Aprire un’azienda in Italia? Missione quasi impossibile. Almeno stando ai dati del Rapporto annuale Doing Business, redatto dalla Banca mondiale e presentato in questi giorni. La classifica vede l’Italia piazzarsi solo al 65° posto su 181 Paesi, sempre saldamente ancorata sul fondo dei Paesi industriali, quasi tutti nei primi 30.
All’interno dell’Ocse, superiamo solo la Repubblica Ceca e la Grecia. Fra le altre potenze del G-7, solo la Francia fa peggio e si colloca al 31° posto. Ci surclassano Turchia, Perù e Giamaica, mentre si avvicina il Kirgizistan, vicinissimo alla nostra posizione.
I dati del Rapporto Doing Business sono ricavati sulla base di dieci indicatori precisi, fattori “chiave” per chi vuole aprire e gestire un’impresa: tempi e costi di apertura o chiusura di una società, la flessibilità del lavoro, l’accesso al credito, il pagamento delle tasse, la burocrazia per gli scambi con l’estero, l’efficienza della giustizia civile.

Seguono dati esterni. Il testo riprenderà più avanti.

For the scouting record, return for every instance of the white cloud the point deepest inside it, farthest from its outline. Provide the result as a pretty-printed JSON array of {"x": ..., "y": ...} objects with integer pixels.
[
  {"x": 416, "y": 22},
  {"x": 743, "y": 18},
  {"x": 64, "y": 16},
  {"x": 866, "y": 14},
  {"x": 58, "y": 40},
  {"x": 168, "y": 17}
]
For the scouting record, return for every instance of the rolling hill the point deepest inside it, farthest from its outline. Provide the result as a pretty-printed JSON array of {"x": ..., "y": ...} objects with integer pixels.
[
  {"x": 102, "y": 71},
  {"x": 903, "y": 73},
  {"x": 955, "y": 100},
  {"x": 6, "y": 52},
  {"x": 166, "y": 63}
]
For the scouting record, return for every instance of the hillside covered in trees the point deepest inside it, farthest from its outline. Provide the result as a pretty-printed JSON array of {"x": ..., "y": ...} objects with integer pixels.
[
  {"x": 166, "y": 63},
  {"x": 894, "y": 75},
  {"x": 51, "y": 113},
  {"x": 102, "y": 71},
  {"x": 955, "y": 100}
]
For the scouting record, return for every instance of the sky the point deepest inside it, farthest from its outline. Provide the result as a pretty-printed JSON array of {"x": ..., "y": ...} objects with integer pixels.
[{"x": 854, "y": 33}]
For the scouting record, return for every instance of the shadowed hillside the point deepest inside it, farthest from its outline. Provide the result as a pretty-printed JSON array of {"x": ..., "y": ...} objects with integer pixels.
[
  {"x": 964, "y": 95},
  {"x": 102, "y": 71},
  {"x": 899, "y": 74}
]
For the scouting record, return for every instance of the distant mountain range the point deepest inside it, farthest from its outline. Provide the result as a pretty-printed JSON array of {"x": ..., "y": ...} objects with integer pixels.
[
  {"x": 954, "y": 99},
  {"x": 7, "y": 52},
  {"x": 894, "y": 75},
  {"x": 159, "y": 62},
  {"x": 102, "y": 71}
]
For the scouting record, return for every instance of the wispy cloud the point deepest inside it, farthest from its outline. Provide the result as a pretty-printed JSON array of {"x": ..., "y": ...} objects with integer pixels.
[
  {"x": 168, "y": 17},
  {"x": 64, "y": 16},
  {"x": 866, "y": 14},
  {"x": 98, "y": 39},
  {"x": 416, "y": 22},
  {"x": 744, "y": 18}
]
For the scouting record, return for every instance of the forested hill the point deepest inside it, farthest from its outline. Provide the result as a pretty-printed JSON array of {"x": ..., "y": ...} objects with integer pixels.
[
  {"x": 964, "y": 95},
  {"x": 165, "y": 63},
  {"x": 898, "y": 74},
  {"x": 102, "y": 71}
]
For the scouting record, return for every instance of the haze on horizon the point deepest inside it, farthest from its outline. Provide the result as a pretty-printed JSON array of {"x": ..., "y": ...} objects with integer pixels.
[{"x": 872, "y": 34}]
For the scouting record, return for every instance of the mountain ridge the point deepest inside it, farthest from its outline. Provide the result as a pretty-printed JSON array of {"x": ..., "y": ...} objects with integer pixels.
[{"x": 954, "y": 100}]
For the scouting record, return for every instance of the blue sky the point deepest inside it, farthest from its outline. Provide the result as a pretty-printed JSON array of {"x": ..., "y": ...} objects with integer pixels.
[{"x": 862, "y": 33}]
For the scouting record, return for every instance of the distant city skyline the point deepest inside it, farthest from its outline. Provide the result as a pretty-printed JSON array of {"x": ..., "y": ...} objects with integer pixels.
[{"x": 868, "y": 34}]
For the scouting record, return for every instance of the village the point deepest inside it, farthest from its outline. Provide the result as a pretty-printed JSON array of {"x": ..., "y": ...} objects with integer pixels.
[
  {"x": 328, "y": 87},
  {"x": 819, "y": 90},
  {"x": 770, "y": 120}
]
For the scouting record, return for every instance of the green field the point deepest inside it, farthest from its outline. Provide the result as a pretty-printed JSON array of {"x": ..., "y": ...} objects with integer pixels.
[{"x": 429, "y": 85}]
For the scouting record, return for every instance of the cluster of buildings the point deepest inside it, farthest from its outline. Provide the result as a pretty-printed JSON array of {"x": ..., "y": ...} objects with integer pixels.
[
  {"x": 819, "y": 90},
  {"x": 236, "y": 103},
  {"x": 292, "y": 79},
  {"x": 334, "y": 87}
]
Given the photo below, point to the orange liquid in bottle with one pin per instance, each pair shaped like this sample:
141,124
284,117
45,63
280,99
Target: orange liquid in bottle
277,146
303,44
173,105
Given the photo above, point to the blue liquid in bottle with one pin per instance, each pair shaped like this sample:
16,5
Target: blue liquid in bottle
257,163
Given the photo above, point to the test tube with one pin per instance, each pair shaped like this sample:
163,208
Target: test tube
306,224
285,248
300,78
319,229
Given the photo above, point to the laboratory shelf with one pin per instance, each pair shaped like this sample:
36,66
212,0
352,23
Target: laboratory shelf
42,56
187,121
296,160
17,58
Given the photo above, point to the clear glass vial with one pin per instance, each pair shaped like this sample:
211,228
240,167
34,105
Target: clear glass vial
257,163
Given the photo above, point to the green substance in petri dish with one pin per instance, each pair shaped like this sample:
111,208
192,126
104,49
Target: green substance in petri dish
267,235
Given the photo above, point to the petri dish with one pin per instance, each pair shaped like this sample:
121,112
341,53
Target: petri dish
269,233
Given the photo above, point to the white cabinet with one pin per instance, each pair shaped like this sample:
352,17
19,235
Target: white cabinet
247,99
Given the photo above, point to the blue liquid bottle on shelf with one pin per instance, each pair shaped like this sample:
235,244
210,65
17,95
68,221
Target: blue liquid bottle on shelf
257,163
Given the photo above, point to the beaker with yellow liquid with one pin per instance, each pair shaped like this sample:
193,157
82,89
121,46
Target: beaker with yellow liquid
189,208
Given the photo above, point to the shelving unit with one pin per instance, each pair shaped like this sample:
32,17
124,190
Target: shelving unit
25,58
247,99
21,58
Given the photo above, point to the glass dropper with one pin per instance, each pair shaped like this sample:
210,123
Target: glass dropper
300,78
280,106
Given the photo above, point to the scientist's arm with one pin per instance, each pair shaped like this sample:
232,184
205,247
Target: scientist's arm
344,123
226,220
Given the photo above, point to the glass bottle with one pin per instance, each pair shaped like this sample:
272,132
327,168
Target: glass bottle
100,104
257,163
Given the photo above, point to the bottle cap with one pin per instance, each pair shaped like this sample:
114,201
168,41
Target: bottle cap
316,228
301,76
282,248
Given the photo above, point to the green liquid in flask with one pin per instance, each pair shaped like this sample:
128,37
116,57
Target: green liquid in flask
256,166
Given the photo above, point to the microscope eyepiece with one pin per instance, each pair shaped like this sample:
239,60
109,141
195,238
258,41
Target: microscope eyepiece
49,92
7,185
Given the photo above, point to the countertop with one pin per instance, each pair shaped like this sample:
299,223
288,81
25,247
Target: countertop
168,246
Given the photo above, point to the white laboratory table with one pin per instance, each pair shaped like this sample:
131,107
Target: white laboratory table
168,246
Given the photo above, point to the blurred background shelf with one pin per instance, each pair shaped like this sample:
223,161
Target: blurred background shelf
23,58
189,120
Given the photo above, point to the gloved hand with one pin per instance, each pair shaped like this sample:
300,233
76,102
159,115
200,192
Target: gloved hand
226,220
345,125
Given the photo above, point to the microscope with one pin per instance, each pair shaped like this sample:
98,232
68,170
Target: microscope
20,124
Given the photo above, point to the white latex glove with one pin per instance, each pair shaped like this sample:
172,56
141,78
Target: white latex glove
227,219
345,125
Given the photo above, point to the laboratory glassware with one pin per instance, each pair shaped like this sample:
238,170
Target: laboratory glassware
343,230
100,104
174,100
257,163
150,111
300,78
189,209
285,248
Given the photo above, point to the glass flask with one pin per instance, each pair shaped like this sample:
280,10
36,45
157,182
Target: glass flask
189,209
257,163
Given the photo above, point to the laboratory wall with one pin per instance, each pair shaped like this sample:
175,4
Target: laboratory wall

Esclusi altri fattori importanti come stabilità macroeconomica, sicurezza, corruzione che giocano di sicuro un ruolo importante nella creazione di business.
L’arretramento dell’Italia, secondo gli analisti della Banca mondiale, è dovuto a una minore rapidità nel fare progressi e a ragioni tecniche, a cui si è tentato di ovviare con la semplificazione delle procedure di registrazione di un’azienda mediante l’applicazione di un singolo procedimento elettronico e la riduzione delle imposte sul reddito delle società.
Due punti a favore che però, secondo il Rapporto, non cancellano il vero problema dell’Italia: la diminuzione della flessibilità del lavoro, aggravata da procedure di licenziamento ingessate.
Altre due zavorre sono la lentezza della giustizia civile, dove l’Italia si piazza addirittura al 156esimo posto sui 181 Paesi e il pagamento delle tasse, le più alte fra i Paesi industriali. C’è una categoria in cui l’Italia primeggia? Purtroppo sì, la facilità con cui si può chiudere un’azienda.